The dataset contains 113937 rows and 22 columns. Most of the columns are numeric but we also have categorical variables(both ordinal and nominal) and datetime variables. However, I will be working with just 84853 rows and 11 of those columns. The dataset can be found here, with feature documentation available here

I had to separate the LoanOriginationQuarter column so as to get the raw quarter values without the year attached

Summary of Findings

Prosper projects to averagely make 5-15% return on loans.

Loan terms are either year (12 month) or 3 years (36 months) or 5 years (60 months) with most of the loans having a 3-year term

Most loans are taken in Q4 followed by Q1. That indicates that most loan are borrowed between October and March. Although the number of loans originating in Q4 is higher, Q1 is bigger in terms of volume. Seasoality has no effects on the loan amounts or the estimated returns

The data suggests that on average it costs customers roughly 2.5% of borrowed amount to maintain a loan annually.

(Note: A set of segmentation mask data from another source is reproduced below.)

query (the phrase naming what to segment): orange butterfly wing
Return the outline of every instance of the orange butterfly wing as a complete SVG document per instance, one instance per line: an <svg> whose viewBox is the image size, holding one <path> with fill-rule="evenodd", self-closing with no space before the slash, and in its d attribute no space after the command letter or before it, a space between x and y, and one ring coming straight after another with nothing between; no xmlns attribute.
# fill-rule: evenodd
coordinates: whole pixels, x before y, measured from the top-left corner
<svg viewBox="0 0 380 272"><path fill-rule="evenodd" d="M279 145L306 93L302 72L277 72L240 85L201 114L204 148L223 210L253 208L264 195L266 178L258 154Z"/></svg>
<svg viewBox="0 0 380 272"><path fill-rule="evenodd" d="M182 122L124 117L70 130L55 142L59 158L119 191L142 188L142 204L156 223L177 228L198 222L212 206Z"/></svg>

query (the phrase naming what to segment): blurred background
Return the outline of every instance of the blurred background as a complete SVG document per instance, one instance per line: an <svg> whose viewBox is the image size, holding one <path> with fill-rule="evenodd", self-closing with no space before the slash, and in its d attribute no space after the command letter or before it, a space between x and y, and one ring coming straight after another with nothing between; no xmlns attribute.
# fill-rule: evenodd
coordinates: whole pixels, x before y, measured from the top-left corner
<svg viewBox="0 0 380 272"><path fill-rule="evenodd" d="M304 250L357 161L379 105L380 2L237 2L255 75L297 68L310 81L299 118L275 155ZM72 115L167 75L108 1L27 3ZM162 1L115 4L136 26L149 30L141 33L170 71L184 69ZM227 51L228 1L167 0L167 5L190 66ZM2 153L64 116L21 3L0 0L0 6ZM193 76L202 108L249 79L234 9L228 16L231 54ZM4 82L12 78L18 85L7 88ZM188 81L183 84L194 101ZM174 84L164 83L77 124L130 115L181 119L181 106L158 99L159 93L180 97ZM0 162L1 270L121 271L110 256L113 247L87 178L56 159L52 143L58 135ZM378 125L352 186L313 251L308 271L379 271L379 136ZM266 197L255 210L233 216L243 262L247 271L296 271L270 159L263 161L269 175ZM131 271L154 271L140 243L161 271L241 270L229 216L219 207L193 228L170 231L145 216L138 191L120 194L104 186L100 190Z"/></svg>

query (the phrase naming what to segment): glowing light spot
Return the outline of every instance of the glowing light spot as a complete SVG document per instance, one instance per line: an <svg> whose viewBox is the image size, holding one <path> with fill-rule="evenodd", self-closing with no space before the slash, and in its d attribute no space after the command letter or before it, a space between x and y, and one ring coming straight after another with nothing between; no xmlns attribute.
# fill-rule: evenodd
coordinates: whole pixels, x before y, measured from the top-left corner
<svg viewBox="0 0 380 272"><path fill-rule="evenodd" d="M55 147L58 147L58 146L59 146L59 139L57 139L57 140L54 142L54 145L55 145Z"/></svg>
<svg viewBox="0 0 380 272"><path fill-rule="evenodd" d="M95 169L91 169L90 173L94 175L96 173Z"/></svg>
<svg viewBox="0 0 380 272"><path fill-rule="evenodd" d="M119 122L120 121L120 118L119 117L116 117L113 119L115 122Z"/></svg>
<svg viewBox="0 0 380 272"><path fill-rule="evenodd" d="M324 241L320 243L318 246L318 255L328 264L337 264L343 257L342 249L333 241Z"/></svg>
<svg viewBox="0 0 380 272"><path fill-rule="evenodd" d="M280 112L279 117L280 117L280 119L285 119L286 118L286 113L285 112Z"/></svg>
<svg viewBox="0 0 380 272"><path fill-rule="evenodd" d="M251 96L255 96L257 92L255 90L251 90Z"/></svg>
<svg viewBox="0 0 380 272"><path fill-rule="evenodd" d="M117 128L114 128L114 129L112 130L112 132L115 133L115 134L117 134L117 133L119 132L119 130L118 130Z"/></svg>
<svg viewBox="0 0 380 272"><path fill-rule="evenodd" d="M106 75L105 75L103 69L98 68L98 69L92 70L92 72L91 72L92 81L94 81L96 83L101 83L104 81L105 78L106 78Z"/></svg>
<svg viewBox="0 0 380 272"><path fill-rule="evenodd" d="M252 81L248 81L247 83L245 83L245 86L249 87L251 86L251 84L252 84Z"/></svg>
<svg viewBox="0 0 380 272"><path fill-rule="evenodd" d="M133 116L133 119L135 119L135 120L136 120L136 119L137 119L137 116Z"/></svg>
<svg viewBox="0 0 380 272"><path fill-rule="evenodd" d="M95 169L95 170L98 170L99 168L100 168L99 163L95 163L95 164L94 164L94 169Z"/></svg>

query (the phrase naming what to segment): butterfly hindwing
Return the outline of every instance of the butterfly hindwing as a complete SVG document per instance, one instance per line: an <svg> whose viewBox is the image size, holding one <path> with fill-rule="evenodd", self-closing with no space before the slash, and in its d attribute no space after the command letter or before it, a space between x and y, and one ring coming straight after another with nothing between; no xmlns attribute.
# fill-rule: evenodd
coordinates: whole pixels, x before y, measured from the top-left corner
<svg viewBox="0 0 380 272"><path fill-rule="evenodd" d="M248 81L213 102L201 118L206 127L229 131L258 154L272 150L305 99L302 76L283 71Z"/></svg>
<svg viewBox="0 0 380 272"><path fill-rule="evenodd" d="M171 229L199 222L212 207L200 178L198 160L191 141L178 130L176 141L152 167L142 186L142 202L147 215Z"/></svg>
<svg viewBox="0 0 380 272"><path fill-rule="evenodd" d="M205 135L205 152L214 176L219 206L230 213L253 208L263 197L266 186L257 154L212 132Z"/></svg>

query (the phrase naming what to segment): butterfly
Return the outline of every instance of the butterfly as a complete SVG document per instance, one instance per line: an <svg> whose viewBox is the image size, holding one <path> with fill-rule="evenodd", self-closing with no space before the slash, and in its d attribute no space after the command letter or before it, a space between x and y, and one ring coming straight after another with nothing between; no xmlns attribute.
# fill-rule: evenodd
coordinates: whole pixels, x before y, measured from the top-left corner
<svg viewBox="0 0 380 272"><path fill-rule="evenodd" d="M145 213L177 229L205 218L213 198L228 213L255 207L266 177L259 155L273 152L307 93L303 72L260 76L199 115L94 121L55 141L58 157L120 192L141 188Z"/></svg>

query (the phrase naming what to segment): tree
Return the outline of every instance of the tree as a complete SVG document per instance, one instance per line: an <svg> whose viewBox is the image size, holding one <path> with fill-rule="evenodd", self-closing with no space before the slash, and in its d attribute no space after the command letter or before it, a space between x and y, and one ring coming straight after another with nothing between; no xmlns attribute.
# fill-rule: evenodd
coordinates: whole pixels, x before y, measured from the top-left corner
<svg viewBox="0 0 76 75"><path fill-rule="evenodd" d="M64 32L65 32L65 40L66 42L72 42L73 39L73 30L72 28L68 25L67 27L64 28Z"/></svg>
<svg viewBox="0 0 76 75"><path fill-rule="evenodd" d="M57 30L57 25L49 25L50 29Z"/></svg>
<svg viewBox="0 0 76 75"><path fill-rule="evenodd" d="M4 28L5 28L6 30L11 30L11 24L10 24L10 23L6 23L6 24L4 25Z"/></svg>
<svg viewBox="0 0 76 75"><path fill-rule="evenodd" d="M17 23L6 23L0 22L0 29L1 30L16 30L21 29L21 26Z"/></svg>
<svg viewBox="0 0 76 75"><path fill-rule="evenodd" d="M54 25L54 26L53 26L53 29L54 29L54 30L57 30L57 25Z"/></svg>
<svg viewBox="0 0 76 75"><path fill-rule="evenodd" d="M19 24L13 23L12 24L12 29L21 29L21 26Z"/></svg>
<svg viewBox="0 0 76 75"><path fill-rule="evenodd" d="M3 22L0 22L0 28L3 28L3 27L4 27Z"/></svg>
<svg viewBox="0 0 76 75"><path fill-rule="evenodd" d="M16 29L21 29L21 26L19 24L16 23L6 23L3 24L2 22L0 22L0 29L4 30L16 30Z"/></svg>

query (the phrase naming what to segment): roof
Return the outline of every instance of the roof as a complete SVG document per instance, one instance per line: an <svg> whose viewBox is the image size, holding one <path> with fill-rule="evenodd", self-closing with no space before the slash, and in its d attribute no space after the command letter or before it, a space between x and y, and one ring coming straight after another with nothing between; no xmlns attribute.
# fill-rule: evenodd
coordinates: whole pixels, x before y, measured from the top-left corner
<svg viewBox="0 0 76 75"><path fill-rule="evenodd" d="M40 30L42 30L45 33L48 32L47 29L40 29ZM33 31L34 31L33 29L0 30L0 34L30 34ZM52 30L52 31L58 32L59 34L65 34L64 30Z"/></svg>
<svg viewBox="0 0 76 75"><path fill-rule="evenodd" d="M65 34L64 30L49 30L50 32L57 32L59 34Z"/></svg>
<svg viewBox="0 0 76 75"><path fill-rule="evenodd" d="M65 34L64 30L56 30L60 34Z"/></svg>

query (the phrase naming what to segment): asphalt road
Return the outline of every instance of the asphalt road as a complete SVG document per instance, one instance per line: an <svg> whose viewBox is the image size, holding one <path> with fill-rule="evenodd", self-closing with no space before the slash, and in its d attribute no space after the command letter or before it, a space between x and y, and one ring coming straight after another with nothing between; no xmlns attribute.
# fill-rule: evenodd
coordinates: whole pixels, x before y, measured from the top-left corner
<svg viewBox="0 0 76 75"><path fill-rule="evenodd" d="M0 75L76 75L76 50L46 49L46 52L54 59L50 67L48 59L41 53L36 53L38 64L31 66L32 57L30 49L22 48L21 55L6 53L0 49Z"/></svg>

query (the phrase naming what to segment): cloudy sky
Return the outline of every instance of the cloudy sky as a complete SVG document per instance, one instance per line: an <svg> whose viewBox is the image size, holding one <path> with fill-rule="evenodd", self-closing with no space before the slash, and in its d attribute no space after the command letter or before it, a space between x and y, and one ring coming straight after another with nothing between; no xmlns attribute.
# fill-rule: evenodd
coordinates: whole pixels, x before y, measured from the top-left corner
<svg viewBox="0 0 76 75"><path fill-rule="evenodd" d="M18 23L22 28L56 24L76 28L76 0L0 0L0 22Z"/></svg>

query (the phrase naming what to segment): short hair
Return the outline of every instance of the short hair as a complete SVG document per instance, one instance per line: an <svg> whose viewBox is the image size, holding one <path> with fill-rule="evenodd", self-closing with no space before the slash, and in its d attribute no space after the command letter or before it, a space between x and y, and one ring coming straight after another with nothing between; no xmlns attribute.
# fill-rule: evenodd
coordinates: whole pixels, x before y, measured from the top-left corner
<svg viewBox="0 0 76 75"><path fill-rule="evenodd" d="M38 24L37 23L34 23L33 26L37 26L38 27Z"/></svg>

Most amount of loans are taken by earners in the 1-74,999 range and is generally around 5-10k

Most borrowers have monthly income around 5000 and seldom above 20000

Majority of borrowers have verifiable income. However, whether the borrower owns a home or has verified income does not determine the estimated returns the bank is to make on the loan

Loan amount increases across the three terms with better ratings

APR decreases with better ratings while Loan amount increases with better ratings Having a higher Prosper rating increases the amount of loan a borrower can access and consequently lesser APR

Key Insights for Presentation

Prosper projects to averagely make 5-15% return on loans.

Loan terms are either year (12 month) or 3 years (36 months) or 5 years (60 months) with most of the loans having a 3-year term. Longer loan terms bring in the highest returns. Larger loans also have lesser APRs where the estimated returns are roughly around 5-15% range while the lesser loan amounts have higher APRs that are largely within 0-25% range.

Most loans are taken in Q4 followed by Q1. That indicates that most loan are borrowed between October and March. Although the number of loans originating in Q4 is higher, Q1 is bigger in terms of volume. Seasoality has no effects on the loan amounts or the estimated returns

APR decreases with better ratings while Loan amount increases with better ratings Having a higher Prosper rating increases the amount of loan a borrower can access and consequently lesser APR.

It costs customers roughly 2.5% of borrowed amount on average to maintain a loan annually.